Un processo con molti dubbi
Per alcuni questi processi però non serviranno a niente, nascono anzi dubbi sulla legittimità degli arresti: in particolare, per quanto riguarda i primi due imputati, molti esperti esprimono perplessità sulle possibili condanne. Infatti essi hanno disertato nel 2012 e rappresentato l’opposizione durante i colloqui di pace a Ginevra nel 2014. Per molti sarebbe una sorta di giustizia parziale, dopo anni di tentativi di processare Damasco, accusato di crimini contro l’umanità, e scoraggerebbe altri disertori a collaborare con la comunità internazionale, poiché verrebbero usati come capri espiatori.
Una repressione lunga dieci anni
Per altri invece sarebbe una vittoria, seppur parziale, dopo dieci anni di conflitto. Mettere davanti alle proprie responsabilità rappresentanti del regime vuol dire dare giustizia alle centinaia di migliaia di persone torturate e uccise dal governo di Damasco. Questi arresti avvengono poi nel momento in cui Washington ha approvato il Caeser Act, un provvedimento dove vengono introdotte nuove sanzioni economiche verso la Siria. Il nome è ispirato al disertore Caeser (soprannome usato dall’ex soldato), che nel 2014 fuggì dalla Siria, mostrando al mondo i crimini perperpetrati dal regime, attraverso documenti e immagini.

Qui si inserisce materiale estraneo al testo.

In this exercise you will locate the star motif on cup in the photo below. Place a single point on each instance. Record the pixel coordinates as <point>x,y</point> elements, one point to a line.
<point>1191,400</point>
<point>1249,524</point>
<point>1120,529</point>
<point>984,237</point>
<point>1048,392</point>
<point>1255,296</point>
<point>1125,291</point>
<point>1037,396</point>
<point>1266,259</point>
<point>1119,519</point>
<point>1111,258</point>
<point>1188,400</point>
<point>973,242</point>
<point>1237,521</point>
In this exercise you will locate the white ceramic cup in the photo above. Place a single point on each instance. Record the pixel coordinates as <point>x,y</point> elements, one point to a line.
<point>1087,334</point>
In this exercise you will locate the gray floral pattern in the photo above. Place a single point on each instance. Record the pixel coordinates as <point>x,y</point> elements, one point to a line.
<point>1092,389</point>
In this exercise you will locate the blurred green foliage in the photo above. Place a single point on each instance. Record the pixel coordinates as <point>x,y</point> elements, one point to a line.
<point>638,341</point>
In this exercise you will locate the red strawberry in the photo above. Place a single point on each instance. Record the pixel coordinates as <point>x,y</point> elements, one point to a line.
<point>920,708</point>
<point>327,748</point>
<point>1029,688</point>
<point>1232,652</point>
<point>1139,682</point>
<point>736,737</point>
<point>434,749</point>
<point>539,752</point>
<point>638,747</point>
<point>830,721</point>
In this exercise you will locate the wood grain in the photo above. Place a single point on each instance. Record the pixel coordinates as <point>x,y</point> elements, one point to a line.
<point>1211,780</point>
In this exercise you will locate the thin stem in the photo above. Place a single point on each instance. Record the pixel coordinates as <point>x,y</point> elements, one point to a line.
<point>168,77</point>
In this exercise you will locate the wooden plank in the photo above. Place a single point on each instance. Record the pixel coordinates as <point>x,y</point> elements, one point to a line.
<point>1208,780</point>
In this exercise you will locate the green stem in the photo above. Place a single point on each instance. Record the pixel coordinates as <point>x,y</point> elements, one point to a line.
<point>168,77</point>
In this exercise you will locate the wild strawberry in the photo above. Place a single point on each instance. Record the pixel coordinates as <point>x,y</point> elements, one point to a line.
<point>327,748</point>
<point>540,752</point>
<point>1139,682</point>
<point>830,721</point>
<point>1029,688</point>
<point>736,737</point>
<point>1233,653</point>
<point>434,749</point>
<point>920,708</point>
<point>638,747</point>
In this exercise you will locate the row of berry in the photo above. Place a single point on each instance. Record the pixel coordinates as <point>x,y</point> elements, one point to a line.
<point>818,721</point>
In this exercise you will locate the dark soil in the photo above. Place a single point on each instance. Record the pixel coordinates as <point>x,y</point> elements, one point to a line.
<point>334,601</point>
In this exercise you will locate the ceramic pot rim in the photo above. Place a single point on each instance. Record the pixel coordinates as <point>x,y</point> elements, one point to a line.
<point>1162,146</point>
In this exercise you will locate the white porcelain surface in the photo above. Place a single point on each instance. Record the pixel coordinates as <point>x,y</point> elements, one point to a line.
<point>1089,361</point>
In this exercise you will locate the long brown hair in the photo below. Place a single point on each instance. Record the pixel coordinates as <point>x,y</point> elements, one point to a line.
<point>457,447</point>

Nonostante l’imminente vittoria di Damasco, questi processi e le testimonianze di vittime e disertori non ci devono fare dimenticare le responsabilità del regime siriano. Ricordandoci il fatto che la guerra civile non è cominciato con l’arrivo dell’isis nel 2014, ma come conseguenza della sanguinosa repressione attuata da Assad e i sui collaboratori nei confronti del popolo siriano, durante le proteste iniziate nel 2011, dove la gente chiedeva riforme e libertà.